When the Taliban rose to power in the late 1990s, Afghanistan was in ruins as warlords battled for power, and into the chaos came the Taliban, bearing a promise of order and peace and led by a tall, reclusive man who'd lost an eye in the Soviet War. To shed some light on Mullah Omar, we reached author Ahmed Rashid, a leading expert on the Taliban. Welcome to the program.
AHMED RASHID: Thank you very much.
MONTAGNE: Take us back to the time when Mullah Omar first appeared on the scene. First of all, who exactly was he?
RASHID: Well, he himself had no pedigree as such. The Taliban who worked with him said he was extremely charismatic. Now, he never made public speeches or appeared much in public. So there's very little sense what kind of man he was.
MONTAGNE: When the Taliban was first forming, and when he was chosen at that time to lead it, what was his greatest appeal?
RASHID: Well, I met a lot of the senior Taliban, and I asked them precisely this question. The most common answer was he is humble. And that was very true. I mean, you know, we never had reports of Mullah Omar living luxuriously or making money in large quantities or anything like that.

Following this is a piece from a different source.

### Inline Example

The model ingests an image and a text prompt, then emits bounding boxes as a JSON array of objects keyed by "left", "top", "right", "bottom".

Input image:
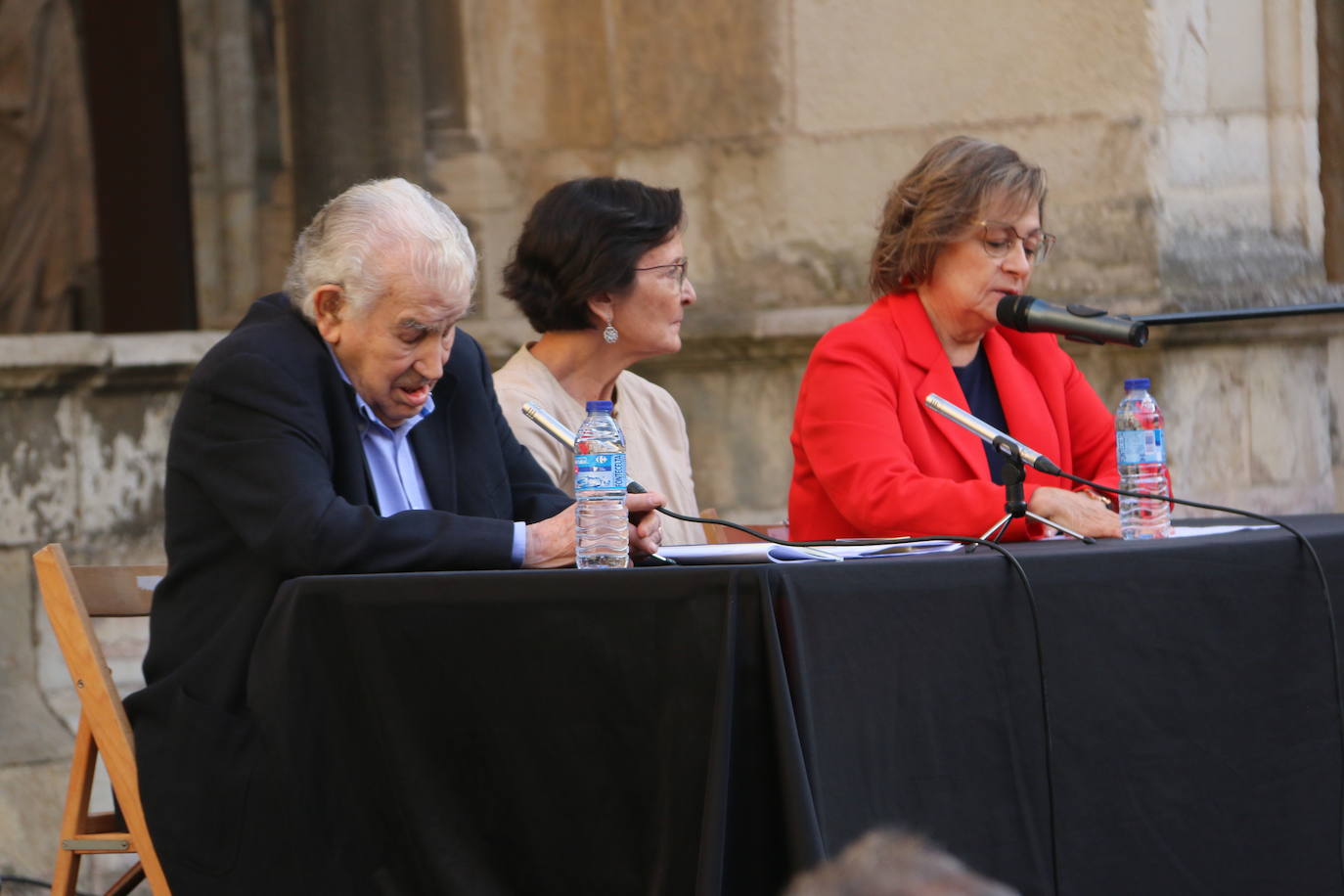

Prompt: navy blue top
[{"left": 952, "top": 342, "right": 1008, "bottom": 485}]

MONTAGNE: Though he did not spend a lot of time in the public, there was one moment in 1996 where he did something quite dramatic. And it involved a religious relic - quite a famous one - a cloak reputedly worn by the Prophet Mohammad. Tell us about that.
RASHID: Well, he had called a meeting of the Taliban and all the religious leaders, including the Mullahs, from all the territories which the Taliban controlled. And he wanted their endorsement.
And he called his grand meeting - hundreds and hundreds of people - and after the endorsement, he went to the famous mosque in central Kandahar, where for centuries there has been this cloak kept in a glass case which was supposed to be the cloak of the Prophet Mohammad. And he very daringly opened the case and took out the cloak and climbed up onto the roof of a building and draped the cloak around him and then received the clapping and acclaim of the Taliban. And then he endorsed himself as leader of the faithful. He gave himself this religious title. So it was something that all those people there who swore an oath of loyalty to him as a religious leader could not easily get rid of.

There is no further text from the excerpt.